From day one NFU Cymru / NFU has focussed on building political pressure. You, NFU members on the
ground, have led this by building relationships with MPs, MSs and councillors from all political parties, but
critically those that had the opportunity to force change from the Labour backbenches.
Just before Christmas your NFU finally secured a second meeting with the Prime Minister, which culminated in the announcement of a major change to the government’s proposed IHT policy.
The raising of the IHT threshold from £1m to £2.5m, combined with changes previously secured to spousal transfer, removed the worry for a significant number of members as Christmas approached. It was a welcome change and brought relief to many families, and we should all be proud to have made it happen – but it doesn’t help everybody.
This policy remains wrong, and we remain steadfastly opposed to it, which was made very clear to the Prime Minister. In a moment I’ll explain what comes next but first I’d like to reflect on how we achieved the changes we did, together, and thank you all for your steadfast support– because it was you that made this happen and it is a reminder of what the NFU, operating as one, can achieve.

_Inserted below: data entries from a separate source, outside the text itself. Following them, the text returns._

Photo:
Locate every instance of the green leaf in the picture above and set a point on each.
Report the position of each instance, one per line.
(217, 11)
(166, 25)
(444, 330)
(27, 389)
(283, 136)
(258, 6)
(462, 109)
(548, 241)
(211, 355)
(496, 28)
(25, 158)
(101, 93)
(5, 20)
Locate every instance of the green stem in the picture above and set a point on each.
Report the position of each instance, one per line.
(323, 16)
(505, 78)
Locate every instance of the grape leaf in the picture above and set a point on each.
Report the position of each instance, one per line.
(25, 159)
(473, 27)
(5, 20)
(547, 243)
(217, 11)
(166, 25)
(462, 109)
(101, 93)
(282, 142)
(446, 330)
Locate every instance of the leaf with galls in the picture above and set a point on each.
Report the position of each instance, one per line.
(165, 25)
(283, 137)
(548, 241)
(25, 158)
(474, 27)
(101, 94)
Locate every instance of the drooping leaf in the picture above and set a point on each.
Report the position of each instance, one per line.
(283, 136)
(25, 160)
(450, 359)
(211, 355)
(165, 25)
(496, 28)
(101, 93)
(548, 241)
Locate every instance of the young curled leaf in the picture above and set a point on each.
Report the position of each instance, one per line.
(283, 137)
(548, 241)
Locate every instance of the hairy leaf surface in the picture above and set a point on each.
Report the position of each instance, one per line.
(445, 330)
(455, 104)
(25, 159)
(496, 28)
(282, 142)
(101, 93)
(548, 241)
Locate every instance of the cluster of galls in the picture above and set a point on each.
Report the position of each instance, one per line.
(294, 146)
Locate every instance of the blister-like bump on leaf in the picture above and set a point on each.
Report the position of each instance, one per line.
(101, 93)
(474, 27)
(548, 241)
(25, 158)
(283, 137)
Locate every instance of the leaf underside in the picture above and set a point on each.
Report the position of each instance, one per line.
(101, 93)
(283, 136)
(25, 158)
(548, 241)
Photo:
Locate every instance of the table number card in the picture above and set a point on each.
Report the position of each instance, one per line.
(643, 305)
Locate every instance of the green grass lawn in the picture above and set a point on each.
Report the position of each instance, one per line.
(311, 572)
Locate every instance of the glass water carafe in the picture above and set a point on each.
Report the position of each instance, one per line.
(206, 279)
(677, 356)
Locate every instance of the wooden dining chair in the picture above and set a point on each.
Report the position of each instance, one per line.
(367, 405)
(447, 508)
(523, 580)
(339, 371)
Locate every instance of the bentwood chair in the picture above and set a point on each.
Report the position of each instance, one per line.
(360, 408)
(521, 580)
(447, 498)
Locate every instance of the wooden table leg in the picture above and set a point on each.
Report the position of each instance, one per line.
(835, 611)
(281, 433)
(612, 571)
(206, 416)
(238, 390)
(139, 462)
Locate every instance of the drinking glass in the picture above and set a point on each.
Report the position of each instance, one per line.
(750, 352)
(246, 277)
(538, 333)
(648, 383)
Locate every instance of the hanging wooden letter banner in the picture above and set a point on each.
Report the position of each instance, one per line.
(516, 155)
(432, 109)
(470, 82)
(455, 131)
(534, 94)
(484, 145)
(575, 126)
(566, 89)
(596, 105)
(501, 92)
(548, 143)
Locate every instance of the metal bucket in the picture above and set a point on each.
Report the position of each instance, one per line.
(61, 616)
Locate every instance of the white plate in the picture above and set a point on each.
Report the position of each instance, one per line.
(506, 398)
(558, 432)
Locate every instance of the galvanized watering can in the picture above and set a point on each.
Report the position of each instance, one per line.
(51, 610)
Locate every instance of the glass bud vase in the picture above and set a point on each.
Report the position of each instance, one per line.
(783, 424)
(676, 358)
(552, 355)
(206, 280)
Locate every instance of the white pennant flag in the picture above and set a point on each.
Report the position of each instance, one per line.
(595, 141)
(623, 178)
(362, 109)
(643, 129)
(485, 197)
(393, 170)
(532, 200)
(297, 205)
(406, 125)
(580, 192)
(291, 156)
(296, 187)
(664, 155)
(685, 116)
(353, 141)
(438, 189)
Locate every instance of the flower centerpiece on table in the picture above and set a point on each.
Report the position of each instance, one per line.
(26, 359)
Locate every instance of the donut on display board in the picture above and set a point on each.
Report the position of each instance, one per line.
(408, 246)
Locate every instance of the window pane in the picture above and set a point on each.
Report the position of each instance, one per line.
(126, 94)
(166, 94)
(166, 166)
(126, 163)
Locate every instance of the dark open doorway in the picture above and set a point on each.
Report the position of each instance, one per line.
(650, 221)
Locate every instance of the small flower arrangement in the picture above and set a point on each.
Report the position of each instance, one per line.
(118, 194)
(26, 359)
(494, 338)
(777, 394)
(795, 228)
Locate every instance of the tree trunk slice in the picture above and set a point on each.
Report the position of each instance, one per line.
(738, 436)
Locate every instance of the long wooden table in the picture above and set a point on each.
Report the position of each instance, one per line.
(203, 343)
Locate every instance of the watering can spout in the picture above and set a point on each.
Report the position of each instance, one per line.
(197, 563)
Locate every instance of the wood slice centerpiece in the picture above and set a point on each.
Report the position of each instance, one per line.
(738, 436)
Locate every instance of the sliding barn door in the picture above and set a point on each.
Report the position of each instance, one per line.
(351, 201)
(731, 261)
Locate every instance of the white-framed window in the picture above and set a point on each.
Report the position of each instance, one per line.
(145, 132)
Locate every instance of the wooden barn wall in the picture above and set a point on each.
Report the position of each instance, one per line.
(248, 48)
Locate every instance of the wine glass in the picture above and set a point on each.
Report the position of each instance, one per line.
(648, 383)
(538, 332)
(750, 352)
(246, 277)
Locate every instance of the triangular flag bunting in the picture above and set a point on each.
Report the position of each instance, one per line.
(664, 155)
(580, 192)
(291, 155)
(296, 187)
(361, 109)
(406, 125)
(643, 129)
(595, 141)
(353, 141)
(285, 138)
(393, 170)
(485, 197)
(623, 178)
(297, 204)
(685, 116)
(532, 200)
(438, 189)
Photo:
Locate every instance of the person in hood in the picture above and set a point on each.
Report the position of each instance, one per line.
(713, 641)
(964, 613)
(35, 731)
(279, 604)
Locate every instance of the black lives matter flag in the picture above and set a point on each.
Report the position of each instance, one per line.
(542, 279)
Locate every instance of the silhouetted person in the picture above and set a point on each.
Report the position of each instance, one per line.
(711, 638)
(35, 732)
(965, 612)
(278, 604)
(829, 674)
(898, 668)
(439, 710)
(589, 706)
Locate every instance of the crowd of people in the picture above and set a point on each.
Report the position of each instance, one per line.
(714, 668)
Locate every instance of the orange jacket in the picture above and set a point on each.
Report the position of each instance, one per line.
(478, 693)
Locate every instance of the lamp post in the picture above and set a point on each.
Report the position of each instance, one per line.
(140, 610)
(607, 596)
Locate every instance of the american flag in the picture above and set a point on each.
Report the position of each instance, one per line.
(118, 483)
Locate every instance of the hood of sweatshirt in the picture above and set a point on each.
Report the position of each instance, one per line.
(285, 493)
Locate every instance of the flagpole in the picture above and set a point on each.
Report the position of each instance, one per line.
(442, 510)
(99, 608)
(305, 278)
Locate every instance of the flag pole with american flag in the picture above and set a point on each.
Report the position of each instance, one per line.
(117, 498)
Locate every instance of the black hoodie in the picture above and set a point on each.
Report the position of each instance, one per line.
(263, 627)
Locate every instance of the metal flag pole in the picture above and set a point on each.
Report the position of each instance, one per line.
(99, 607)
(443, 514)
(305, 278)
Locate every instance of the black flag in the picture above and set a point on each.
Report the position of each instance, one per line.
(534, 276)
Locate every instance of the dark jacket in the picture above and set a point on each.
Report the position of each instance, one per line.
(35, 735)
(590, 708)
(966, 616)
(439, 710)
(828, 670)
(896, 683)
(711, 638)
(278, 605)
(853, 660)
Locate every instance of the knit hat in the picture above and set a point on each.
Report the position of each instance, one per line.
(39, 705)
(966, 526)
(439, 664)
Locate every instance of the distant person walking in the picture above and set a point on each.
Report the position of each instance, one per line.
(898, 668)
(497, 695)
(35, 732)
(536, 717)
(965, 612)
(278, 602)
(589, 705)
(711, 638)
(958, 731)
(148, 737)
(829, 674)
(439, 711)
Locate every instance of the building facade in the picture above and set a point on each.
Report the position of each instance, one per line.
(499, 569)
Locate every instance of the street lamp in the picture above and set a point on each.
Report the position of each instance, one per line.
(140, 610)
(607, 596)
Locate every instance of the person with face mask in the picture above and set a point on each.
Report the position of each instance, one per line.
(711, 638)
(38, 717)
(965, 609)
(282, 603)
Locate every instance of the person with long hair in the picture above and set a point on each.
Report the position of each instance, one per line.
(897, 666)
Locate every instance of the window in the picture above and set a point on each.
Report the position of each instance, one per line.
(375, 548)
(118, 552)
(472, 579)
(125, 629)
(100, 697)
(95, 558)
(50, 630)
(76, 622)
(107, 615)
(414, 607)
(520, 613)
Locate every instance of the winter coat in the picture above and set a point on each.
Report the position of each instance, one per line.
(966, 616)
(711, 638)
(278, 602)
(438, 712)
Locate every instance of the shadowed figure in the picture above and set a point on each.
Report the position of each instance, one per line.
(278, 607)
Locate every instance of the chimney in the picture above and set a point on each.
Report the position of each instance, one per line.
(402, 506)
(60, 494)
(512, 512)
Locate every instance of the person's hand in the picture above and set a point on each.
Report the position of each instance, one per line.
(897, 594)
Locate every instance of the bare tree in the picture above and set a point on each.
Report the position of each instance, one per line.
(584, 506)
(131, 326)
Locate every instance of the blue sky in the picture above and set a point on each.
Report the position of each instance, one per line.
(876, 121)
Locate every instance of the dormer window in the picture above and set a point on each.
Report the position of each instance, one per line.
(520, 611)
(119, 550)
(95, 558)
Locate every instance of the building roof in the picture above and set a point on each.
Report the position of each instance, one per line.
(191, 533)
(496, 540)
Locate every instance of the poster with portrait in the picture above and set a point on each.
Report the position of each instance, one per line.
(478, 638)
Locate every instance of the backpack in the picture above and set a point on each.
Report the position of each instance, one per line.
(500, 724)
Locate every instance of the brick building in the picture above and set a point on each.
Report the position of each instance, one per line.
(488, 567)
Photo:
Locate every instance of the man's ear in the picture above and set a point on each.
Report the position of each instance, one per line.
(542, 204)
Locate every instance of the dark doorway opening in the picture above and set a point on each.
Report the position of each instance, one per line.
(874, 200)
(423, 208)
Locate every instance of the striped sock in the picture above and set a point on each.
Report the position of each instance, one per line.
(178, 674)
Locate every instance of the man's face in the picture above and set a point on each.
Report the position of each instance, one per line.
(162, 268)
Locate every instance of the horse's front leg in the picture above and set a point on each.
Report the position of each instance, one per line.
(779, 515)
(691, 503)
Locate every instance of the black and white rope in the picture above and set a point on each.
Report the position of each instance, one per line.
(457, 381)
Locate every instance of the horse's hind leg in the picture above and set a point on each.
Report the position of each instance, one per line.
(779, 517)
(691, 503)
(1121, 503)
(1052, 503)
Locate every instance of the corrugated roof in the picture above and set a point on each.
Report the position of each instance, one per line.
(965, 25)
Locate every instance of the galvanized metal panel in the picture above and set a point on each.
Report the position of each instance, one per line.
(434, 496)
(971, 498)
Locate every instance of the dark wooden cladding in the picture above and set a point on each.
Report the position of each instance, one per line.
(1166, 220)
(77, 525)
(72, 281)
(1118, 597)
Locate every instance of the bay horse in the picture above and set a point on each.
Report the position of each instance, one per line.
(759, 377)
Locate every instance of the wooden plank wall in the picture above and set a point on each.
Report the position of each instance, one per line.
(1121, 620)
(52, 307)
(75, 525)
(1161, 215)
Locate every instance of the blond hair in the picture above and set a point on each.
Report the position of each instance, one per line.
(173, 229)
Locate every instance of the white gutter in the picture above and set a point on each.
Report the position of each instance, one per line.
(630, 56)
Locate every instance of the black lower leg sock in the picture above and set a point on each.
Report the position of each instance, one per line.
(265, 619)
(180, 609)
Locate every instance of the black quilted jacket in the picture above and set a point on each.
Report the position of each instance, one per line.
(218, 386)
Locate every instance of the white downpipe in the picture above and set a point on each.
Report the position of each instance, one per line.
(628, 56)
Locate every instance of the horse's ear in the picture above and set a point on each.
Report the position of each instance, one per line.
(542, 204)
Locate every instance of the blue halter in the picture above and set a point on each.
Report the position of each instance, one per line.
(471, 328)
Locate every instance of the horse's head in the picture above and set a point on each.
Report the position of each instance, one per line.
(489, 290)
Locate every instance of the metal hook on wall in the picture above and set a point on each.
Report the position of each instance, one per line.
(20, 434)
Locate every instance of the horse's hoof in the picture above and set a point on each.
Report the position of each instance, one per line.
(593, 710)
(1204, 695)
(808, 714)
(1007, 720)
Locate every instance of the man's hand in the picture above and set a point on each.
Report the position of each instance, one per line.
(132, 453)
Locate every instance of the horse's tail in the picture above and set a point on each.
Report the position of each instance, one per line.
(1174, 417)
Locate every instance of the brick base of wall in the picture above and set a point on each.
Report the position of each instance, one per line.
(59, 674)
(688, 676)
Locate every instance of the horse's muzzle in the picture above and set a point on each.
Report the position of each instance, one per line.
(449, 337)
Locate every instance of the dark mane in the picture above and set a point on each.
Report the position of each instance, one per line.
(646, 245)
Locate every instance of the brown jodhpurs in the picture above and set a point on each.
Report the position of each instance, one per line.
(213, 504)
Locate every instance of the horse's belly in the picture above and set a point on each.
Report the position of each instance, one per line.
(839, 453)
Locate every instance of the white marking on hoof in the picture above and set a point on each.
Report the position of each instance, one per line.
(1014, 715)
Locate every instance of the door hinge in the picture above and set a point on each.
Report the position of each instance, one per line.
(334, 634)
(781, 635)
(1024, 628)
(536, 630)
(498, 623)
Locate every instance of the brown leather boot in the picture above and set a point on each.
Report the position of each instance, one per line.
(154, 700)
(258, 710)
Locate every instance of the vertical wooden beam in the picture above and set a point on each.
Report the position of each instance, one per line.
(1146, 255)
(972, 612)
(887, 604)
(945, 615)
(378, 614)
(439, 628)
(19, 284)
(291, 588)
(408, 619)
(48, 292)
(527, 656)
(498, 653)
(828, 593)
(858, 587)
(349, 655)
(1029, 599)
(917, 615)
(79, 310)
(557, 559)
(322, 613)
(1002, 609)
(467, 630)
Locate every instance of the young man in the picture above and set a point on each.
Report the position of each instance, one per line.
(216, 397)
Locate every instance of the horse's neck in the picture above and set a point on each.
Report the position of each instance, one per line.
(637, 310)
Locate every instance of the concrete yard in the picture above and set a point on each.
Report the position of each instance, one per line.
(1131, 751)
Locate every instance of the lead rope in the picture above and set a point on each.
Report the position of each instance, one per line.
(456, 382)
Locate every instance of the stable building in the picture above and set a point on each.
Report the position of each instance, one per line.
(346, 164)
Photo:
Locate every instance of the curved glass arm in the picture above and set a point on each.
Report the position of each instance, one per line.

In December, NFU President Bradshaw met with the Prime Minister and again laid out, with clarity, why the policy would decimate family farms. We were able to use the data and evidence the NFU had built, and the moving personal stories courageously provided by members.
But when he walked into that meeting, he did so on the back of a sustained and brilliant lobbying campaign led by NFU and NFU Cymru members. No Labour MP could have been in any doubt about the strength of feeling in their constituency, or that the Treasury’s insistence that farms would not disappear thanks to this policy could be accurate. It started with 228 MPs being lobbied in a single day in London after the 2024 budget and grew from there.
After that first budget ministers thought farming’s anger about this policy would blow out in a few weeks. They were wrong. I said at the time that farmers might get tired, but they don’t give up. The numbers bear that out.
• 279,000 petition signatures from the public
• 18,900 pieces of media coverage including 32 national newspaper front pages
• 1,120 meetings with MPs on farm, in London and at events
• 8,000 letters and more than 1,000 postcards sent to MPs asking for change
• 12,000 letters to MPs from the public, organised by the NFU, after the emotive Countryfile episode on IHT.
• More than 70 questions asked by MPs in parliament, including 12 at Prime Minister’s Questions
• Three reports calling for change from Parliamentary Select Committees
• More than 90 Day of Unity events held across the UK
Thank you for every letter you wrote, every email you sent, every meeting you attended and every farm visit you
hosted. Be in no doubt you drove the change which many said was impossible to achieve. You helped us win the
argument, but we still needed to win the politics to get change.